As a young writer interviewing someone who had by then achieved the status of legend, I was nervous at the beginning, but that ended fast. Schulberg had a way of putting you at ease. He exuded the effortless air of a friendly neighbor.
The interview was conducted in his yard and he brought to the table a bottle of good bourbon and some glasses. I immediately thought, "Here is a man comfortable with journalists."
"What Makes Sammy Run?" detailed back lot Hollywood cinema backstabbing in a work about a young man named Sammy Glick from New York's East Side. Glick was in such a hurry for success that he was willing to do whatever it took to win his place at the top of the executive ladder.
Schulberg believed that such a story needed to be published and went ahead, despite his father's warning that if the book breathed life that any future he might have in the film industry would abruptly end. Fortunately B.P. Schulberg would be proven wrong.
Despite the fact that Budd Schulberg had spent plenty of time on both coasts, his speech and manner revealed him as a polite and engaging but laconic, no nonsense New Yorker. His clipped emphasis and New York accent resembled Norman Mailer.
Schulberg was someone who made his point with no wasted words in plain talk. This was precisely what he gave the audience when director Elia Kazan, someone of whom he spoke very highly during our interview, provided the opportunity for Schulberg to write a screenplay about an important topic that resulted in an Academy Award for 1954.
The film was "On the Waterfront". It was an outgrowth of a Pulitzer Prize winning series in the New York Sun about the infiltration of the New York docks by mob bosses. A courageous priest fought for the cause of the dock workers, testifying before Congress.

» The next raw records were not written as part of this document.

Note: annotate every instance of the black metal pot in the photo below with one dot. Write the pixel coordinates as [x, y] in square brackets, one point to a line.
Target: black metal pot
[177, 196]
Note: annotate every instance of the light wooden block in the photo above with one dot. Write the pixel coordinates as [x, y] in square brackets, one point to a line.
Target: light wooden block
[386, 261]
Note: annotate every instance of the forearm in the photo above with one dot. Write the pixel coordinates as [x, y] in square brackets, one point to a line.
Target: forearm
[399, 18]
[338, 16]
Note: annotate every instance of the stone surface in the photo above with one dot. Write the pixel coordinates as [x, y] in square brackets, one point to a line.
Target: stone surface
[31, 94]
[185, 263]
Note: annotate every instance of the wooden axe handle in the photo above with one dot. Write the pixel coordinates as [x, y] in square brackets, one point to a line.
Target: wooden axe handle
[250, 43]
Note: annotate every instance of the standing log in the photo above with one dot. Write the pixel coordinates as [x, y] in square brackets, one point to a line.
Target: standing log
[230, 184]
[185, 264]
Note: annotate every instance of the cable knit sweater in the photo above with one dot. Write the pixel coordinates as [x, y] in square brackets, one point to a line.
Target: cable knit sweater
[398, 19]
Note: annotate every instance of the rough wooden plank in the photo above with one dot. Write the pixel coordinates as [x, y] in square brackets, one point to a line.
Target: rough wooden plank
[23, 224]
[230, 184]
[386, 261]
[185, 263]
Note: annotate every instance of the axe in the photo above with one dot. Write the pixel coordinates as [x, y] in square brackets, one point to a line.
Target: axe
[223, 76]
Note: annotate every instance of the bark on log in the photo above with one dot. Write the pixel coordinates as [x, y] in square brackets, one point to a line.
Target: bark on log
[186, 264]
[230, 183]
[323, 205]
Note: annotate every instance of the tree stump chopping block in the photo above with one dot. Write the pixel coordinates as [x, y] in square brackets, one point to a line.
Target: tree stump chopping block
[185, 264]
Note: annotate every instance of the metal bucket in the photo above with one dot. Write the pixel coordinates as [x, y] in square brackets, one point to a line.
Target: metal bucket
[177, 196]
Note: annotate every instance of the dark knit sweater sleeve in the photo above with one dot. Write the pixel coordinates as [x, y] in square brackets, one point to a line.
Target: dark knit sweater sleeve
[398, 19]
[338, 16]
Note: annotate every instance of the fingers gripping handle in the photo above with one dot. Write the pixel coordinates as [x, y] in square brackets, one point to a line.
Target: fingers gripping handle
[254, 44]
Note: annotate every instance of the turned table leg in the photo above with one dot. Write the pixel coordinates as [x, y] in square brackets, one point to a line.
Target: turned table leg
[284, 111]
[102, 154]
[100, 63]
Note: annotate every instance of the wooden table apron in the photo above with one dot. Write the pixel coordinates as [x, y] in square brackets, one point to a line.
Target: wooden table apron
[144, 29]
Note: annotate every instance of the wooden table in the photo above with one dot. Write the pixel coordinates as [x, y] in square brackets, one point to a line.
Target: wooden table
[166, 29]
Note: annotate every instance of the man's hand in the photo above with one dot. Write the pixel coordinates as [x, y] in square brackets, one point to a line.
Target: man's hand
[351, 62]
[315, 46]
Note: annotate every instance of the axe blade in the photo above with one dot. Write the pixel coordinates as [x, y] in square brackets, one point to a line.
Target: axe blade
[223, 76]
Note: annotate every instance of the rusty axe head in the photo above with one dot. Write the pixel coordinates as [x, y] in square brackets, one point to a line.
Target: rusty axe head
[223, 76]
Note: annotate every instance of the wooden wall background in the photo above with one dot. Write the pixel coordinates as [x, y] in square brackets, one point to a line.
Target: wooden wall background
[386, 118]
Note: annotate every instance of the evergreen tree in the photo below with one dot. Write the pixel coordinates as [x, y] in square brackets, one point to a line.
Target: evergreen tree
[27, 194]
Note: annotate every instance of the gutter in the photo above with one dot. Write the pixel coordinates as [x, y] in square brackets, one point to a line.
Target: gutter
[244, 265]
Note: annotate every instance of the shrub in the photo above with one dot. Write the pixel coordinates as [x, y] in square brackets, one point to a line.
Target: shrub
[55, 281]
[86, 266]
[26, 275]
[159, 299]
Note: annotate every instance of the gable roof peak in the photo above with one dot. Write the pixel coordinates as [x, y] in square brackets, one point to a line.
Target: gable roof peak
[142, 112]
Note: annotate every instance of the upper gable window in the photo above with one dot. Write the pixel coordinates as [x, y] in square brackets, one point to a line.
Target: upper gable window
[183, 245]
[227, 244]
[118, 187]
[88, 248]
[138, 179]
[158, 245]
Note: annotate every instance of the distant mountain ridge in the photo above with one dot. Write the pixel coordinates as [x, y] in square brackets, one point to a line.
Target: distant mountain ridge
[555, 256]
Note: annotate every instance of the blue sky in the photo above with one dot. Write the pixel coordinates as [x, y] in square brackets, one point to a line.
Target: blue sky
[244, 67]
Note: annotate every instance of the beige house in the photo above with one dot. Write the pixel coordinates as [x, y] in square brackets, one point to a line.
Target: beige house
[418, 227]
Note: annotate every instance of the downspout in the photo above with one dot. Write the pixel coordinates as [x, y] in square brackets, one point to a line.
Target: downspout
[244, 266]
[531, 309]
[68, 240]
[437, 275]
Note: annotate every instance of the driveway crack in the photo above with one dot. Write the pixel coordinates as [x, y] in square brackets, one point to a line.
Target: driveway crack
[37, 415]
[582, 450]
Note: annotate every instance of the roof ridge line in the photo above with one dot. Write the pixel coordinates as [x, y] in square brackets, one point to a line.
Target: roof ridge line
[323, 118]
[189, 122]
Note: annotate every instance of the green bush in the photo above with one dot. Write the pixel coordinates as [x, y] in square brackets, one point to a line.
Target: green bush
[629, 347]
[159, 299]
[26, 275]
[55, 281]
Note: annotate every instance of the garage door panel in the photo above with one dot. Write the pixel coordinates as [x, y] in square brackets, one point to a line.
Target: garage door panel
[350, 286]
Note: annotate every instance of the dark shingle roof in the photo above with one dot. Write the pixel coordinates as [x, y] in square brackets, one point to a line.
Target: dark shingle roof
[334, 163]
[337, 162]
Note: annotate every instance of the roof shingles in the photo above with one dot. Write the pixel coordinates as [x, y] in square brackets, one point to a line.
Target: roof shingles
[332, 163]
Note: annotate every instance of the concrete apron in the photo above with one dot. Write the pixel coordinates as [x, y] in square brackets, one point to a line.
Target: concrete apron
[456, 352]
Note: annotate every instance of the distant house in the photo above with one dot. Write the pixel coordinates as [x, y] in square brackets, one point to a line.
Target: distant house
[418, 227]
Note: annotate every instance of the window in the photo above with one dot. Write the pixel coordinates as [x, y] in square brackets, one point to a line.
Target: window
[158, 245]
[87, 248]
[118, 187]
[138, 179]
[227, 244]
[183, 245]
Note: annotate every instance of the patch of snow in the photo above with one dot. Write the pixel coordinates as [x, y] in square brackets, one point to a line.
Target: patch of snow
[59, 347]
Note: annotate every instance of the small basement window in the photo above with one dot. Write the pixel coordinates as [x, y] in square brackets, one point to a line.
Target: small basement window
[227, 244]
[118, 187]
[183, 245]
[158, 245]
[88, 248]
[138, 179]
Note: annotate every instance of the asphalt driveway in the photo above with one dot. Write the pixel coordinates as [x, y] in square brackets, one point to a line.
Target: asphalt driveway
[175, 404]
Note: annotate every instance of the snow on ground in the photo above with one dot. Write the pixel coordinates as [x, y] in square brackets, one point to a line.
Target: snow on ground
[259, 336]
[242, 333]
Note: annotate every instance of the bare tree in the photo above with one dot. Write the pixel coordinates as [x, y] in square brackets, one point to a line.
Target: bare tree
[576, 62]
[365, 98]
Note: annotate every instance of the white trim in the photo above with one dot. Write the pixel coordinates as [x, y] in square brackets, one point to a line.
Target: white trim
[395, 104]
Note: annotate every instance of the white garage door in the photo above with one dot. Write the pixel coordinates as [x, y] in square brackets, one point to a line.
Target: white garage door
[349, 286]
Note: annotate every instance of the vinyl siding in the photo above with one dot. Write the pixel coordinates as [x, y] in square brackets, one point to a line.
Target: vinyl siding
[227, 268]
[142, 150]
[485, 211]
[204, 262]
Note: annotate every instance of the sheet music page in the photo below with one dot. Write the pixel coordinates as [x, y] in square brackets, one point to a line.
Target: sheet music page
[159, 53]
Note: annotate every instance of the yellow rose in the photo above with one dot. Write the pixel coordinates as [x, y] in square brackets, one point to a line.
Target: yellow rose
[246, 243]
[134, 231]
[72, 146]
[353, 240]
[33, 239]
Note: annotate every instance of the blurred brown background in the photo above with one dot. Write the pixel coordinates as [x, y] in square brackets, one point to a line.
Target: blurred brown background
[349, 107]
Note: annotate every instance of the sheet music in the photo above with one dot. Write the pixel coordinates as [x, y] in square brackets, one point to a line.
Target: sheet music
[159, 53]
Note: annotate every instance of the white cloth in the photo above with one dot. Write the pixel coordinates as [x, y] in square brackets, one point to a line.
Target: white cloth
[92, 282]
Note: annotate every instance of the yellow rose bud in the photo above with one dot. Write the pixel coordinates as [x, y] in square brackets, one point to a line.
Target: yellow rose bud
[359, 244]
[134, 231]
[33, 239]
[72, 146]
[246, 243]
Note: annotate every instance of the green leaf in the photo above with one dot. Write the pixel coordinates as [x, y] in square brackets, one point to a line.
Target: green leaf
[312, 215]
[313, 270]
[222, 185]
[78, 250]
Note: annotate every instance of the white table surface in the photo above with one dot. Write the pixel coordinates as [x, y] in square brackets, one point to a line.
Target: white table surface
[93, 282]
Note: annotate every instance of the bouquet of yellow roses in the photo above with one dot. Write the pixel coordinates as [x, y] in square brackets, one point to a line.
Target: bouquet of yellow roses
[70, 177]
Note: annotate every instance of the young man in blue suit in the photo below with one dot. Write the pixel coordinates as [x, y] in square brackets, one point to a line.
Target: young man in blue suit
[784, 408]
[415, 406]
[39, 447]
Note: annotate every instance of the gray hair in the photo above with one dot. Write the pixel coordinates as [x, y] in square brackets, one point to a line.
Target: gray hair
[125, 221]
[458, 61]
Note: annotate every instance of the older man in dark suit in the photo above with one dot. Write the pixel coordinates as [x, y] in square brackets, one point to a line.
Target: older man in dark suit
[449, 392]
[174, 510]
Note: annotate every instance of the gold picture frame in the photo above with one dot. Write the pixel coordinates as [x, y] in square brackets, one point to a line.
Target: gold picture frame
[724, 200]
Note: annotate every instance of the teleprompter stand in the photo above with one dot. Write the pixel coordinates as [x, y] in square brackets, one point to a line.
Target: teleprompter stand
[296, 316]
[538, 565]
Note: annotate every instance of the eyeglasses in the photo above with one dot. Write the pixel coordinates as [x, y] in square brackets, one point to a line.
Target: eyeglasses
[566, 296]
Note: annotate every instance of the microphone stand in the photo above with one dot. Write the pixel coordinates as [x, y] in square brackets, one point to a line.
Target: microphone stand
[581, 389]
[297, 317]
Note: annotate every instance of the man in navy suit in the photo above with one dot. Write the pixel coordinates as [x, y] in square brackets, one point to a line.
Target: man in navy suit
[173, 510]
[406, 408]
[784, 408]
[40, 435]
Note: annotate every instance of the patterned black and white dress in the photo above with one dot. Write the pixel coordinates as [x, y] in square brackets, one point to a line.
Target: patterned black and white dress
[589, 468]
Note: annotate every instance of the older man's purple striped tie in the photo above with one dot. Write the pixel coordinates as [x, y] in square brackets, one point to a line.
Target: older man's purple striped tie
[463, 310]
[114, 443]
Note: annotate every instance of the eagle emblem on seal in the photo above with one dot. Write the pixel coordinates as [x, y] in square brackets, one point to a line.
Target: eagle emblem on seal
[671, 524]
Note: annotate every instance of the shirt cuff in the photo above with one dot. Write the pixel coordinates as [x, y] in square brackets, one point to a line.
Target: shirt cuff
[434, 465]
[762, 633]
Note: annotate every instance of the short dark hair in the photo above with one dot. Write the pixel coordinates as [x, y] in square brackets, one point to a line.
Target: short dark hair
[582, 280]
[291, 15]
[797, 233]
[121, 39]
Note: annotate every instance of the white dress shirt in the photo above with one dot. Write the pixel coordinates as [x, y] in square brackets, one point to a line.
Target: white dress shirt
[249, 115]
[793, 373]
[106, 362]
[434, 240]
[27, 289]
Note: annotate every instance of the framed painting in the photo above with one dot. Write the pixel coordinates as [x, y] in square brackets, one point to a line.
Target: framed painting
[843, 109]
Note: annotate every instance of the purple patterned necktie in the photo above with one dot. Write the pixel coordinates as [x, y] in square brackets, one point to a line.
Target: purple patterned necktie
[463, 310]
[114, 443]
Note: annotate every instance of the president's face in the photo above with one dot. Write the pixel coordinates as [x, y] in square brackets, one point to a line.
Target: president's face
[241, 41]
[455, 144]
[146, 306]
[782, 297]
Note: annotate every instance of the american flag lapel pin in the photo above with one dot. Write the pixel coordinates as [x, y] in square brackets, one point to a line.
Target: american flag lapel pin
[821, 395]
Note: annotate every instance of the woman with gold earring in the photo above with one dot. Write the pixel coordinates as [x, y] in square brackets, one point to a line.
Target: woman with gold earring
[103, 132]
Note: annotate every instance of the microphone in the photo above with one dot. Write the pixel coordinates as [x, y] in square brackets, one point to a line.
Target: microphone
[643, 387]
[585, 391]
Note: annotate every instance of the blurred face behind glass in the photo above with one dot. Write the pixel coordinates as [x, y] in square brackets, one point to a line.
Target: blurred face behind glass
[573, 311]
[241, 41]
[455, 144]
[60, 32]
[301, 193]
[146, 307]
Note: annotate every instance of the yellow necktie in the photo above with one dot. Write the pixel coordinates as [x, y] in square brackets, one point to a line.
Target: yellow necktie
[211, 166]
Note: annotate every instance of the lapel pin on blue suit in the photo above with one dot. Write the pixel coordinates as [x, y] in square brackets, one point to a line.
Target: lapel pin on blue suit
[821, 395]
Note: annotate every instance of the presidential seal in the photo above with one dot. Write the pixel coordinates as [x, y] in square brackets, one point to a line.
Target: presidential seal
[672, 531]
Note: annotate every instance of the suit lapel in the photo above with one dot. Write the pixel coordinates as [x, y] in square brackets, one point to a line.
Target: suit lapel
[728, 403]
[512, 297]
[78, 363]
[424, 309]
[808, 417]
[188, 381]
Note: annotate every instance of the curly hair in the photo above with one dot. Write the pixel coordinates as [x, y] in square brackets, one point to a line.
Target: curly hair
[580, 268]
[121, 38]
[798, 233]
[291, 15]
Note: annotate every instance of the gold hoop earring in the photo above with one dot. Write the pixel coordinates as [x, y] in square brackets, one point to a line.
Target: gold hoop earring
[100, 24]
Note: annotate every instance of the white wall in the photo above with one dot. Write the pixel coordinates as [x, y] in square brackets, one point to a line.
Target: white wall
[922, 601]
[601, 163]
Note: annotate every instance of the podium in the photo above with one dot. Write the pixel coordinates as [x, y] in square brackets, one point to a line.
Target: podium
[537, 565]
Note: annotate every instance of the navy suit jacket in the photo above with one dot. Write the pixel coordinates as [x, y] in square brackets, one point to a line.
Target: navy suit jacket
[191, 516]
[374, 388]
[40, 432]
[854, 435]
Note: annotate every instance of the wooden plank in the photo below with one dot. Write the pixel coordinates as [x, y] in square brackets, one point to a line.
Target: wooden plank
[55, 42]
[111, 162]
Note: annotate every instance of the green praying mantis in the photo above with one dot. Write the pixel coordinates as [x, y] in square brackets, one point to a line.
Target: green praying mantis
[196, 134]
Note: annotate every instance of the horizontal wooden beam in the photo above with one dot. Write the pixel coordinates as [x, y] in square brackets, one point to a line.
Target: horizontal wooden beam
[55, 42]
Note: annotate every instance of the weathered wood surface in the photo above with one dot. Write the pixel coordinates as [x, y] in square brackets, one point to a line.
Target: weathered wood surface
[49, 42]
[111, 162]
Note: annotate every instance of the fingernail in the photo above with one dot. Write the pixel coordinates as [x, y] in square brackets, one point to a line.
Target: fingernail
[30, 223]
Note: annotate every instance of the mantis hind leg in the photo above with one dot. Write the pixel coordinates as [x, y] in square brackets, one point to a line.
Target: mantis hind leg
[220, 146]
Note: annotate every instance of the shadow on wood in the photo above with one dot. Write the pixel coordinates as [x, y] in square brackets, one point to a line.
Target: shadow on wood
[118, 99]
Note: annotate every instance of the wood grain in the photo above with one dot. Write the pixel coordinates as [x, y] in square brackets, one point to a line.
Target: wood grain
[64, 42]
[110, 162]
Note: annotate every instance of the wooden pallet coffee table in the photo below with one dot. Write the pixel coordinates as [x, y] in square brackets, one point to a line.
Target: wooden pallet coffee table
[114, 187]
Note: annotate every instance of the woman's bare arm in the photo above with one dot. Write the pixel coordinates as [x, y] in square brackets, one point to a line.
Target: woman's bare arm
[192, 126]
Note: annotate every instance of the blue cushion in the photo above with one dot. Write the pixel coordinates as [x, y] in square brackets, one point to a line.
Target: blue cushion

When Schulberg was researching his topic he became a friend of Father John M. Corridan, who served as the model for Father Barry, played on the screen with sturdy conviction by Karl Malden.
The most famous words penned by Schulberg were stirringly delivered by Marlon Brando as former boxer Terry Malloy in a conversation with his brother, played by Rod Steiger:
"I coulda been a contender. I coulda been somebody. Instead of a bum, which is what I am."
Two important facts stand out relative to "On the Waterfront" and Schulberg's association with it. The Schulberg I spoke to had a gift for synthesizing important subject matter in a few perfectly chosen words. The same could be said for the characters in "On the Waterfront" played by Brando, Malden, Eva Marie Saint, Lee J. Cobb, and Martin Balsam.
The subject matter of the film and intensive research were also hallmarks of the Schulberg plan of selecting an important social problem, studying it thoroughly, then presenting it in clean, graphic dialogue springing from believable characters.An essential reason for seeking out the interview with Schulberg was his involvement in a project he launched at a crucial point in Los Angeles' history.
The Watts Riots registered a sizable impact on the city's as well as the national psyche. As a writer always exploring the big picture, Schulberg knew that residing within that area of South Los Angeles were scores of budding authors seeking to tell about what they knew about life in the African American ghetto of the west's largest city.